Guys,
Found this interesting issue while toying around with latest JDK on different platforms. (JDK now includes JavaFx2.1 as native Java library! though not on Linux yet. Anyways about that later.)
Problem: java won't run!
[root@localhost ~]# /home/abhinay/Apps/jdk1.7.0_04-i586/bin/java -version
Error: dl failure on line 864
Error: failed /home/abhinay/Apps/jdk1.7.0_04-i586/jre/lib/i386/client/libjvm.so, because /home/abhinay/Apps/jdk1.7.0_04-i586/jre/lib/i386/client/libjvm.so: cannot restore segment prot after reloc: Permission denied
Cause: The java library libjvm.so is attempting text relocation which is a security concern and SELinux will deny the permission to do this.
Simplest explanation:
“A relocation is an operation that rewrites an address in a loaded segment. Such an address rewrite can happen when a segment has references to a shared object and that shared object is loaded in memory. In this case, the references are substituted with the real address values. Similar events can occur inside the shared object itself. A text relocation is a relocation in the text segment. Since text segments contain executable code, system administrators might prefer not to have these segments writable. This is perfectly possible, but since text relocations actually write in the text segment, it is not always feasible.” http://www.gentoo.org/proj/en/hardened/pax-utils.xml
A few more better ones:
"A text relocation is the result of a reference to an object with a variable address at runtime using an absolute addressing mode.
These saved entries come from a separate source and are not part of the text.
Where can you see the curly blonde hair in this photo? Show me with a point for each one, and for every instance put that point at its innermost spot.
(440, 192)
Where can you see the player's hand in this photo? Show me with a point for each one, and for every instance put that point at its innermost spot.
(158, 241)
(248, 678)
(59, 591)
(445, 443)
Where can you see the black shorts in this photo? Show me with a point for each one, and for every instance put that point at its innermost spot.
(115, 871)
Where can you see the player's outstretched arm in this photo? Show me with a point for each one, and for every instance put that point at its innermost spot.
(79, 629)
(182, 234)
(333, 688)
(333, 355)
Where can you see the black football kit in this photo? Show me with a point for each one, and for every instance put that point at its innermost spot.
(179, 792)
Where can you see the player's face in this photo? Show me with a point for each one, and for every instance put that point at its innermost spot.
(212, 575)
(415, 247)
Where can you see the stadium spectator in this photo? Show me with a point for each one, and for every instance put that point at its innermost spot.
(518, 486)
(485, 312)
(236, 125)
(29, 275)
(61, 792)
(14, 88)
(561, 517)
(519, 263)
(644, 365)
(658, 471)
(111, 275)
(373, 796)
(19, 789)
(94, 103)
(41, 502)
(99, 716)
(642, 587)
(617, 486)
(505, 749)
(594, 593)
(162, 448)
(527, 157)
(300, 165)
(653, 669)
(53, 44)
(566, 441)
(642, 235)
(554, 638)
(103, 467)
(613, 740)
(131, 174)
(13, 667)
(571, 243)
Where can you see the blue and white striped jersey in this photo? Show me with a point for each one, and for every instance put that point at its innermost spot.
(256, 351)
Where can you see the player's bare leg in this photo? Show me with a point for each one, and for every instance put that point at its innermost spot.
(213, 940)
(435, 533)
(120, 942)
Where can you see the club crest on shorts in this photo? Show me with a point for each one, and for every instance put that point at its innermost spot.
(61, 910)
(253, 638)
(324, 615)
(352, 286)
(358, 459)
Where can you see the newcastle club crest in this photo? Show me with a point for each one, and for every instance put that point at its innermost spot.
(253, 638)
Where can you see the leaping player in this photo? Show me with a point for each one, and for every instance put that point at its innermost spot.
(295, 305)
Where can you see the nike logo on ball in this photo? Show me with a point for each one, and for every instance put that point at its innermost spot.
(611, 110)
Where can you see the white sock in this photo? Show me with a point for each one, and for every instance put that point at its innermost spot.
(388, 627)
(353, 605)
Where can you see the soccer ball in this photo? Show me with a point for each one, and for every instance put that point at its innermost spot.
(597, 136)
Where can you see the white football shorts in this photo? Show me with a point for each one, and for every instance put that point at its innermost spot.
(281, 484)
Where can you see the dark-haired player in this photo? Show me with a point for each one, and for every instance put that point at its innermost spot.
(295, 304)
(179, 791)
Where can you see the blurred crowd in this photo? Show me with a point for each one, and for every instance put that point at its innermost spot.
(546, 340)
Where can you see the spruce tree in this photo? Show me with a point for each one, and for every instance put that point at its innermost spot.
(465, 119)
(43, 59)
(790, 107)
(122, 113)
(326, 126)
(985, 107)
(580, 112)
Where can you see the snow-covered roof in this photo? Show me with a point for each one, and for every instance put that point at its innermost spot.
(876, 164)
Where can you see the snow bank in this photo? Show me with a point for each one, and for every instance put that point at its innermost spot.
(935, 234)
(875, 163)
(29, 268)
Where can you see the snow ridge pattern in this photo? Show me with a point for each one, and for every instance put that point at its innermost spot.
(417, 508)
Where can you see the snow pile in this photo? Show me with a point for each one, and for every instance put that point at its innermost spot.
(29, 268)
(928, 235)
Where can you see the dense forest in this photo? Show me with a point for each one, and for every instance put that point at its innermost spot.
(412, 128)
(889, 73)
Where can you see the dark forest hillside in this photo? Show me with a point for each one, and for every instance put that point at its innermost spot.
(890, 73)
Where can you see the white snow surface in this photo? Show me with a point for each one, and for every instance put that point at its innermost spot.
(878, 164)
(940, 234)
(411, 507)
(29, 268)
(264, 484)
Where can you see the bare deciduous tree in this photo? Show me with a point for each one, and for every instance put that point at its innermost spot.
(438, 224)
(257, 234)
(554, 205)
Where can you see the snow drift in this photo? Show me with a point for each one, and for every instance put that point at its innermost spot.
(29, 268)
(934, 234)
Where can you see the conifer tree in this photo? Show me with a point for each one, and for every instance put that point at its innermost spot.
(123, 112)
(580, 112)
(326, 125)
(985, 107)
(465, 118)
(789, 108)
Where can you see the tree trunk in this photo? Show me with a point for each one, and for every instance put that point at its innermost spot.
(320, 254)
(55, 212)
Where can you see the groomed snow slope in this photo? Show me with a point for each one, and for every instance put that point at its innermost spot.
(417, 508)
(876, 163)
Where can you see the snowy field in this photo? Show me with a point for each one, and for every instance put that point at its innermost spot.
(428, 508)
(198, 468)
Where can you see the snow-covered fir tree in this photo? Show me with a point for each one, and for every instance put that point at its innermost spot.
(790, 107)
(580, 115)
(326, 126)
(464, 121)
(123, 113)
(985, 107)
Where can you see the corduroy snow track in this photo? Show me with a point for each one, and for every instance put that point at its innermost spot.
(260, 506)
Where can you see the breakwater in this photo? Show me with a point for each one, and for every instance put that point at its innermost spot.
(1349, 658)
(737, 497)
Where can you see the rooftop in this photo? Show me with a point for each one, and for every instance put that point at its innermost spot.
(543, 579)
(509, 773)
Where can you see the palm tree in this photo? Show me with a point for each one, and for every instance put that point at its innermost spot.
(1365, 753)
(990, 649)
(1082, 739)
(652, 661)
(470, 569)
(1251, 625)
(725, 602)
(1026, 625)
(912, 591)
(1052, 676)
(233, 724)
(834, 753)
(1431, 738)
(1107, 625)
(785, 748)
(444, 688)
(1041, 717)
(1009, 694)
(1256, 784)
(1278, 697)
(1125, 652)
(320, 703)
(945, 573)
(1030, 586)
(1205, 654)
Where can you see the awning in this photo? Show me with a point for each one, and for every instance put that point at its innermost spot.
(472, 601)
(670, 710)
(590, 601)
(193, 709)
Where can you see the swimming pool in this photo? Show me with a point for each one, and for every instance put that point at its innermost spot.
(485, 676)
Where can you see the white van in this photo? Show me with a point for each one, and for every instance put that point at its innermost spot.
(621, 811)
The instruction encoding itself contains the address and therefore the executable text of the binary must be changed to contain the correct address when taking the actual load addresses at runtime into account.
The result of a text relocation is that the binary text is written to. This means this page of the binary cannot be physically shared with other processes on the system (this is the goal of DSOs, aka shared libraries). It also means that the binary must have permission to change the access permissions for the memory page to include writing and then back to executing. This is a privileged operation when SELinux is enabled." http://www.akkadia.org/drepper/textrelocs.html
"When code is not position-independent, the binaries must be fixed up at runtime so that the absolute address references are correct after loading. This requires rewriting the the code in memory, takes some time, prevents the memory occupied by the executable from being shared and interferes with selinux protections."
http://fedoraproject.org/wiki/User:Tibbs/Text_Relocation_Guidelines
Workaround: Allow libjvm.so to text relocate by running change context.
[root@localhost ~]# chcon -t textrel_shlib_t /home/abhinay/Apps/jdk1.7.0_04-i586/jre/lib/i386/client/libjvm.so
Wonder why Oracle is putting non-PIC in Java!